As I look back on those years, I sometimes feel regret. Regret that I didn't try harder to be more helpful, more understanding and selfless. As a teenager, I obviously didn't know the things I know now. So, I try not to let my thoughts fill with regret. This past week I reminisced about good times, times I remember as a child. I love to be around my dad's sisters, as they remind me of him or tell me stories about him in his youth.

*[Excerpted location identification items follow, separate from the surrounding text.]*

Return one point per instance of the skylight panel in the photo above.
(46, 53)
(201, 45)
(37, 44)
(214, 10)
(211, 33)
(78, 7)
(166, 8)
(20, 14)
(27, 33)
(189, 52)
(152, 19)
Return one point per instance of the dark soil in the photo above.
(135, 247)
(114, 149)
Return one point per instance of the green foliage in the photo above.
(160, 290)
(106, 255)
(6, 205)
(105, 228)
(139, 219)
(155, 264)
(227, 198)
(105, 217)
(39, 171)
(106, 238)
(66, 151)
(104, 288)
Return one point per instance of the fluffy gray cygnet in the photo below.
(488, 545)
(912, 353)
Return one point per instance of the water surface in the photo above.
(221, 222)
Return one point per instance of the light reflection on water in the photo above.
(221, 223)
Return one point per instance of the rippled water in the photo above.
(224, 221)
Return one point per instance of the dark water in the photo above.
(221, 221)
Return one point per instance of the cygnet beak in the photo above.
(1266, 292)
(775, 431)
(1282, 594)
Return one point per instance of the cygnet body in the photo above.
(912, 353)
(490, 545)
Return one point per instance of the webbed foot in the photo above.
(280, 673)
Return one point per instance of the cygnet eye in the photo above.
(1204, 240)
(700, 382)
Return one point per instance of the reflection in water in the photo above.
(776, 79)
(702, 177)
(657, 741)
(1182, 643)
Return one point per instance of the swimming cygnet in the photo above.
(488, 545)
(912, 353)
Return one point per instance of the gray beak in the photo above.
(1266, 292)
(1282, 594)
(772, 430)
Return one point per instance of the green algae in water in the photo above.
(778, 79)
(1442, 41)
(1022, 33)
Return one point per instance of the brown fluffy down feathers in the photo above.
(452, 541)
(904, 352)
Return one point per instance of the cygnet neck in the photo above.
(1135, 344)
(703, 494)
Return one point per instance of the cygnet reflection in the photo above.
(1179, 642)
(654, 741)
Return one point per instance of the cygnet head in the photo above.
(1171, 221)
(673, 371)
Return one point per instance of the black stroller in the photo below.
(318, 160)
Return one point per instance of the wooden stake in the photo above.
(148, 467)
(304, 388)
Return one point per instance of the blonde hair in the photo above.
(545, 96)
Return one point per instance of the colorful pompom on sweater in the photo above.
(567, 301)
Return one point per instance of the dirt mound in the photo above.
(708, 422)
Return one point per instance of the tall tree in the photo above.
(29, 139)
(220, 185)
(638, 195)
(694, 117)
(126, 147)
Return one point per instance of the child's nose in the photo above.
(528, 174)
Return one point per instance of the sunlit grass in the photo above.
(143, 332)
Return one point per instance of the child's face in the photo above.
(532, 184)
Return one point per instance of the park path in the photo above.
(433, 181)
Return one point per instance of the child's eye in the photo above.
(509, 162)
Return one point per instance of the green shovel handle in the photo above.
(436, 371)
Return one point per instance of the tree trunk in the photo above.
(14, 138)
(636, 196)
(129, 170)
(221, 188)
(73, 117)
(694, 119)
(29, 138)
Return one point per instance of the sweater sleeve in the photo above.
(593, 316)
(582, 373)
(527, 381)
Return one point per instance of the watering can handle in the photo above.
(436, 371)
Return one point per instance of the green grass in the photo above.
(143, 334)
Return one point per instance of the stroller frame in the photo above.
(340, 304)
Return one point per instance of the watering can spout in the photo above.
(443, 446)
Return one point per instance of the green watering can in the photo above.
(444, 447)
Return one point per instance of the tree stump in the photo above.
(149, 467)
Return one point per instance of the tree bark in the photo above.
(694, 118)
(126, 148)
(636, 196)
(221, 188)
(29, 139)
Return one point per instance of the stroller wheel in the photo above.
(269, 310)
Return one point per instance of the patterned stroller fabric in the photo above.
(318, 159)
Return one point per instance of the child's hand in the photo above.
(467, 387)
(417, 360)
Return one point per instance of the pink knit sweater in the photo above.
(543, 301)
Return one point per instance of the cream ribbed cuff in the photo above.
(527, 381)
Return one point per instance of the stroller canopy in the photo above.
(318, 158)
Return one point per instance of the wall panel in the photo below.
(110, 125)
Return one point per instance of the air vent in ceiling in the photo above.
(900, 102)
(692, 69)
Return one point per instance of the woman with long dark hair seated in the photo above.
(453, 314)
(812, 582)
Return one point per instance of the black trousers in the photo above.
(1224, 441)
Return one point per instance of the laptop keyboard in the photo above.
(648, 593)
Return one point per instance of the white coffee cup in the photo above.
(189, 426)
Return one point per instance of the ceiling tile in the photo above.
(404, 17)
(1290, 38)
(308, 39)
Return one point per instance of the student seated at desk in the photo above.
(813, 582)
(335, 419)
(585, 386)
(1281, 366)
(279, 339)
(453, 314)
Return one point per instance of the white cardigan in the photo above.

I know most girls think highly of their fathers. I cannot express how much I respect the man my dad was. He was such an example to me. I try very hard to possess the great qualities that he carried. He was a generous, loving, hard working, and funny man. My dad could always make us smile. I have 3 sisters - my dad never got a boy. He let us play with his hair, scrunchies, clips and all. He taught us how to do so many responsible things - chores we considered "boy chores." Such as, mow and edge the lawn, wash the cars (inside and out), take out the trash, paint the garage and so on. He also taught us how to throw a ball (not like a girl) and swing a golf club properly. My dad loved us more than anything, I know that for sure.
I miss him all the time. In good times (my wedding) and bad times. During the bad times, I wish he were here to comfort me and offer fatherly advice. The thing that eases my heartache is that I know without a doubt I will see him again. I strongly believe in the power of eternal families. I know that he is waiting for us to return to heaven to be with him. This brings me comfort.
Happy Birthday Dad.
I love you.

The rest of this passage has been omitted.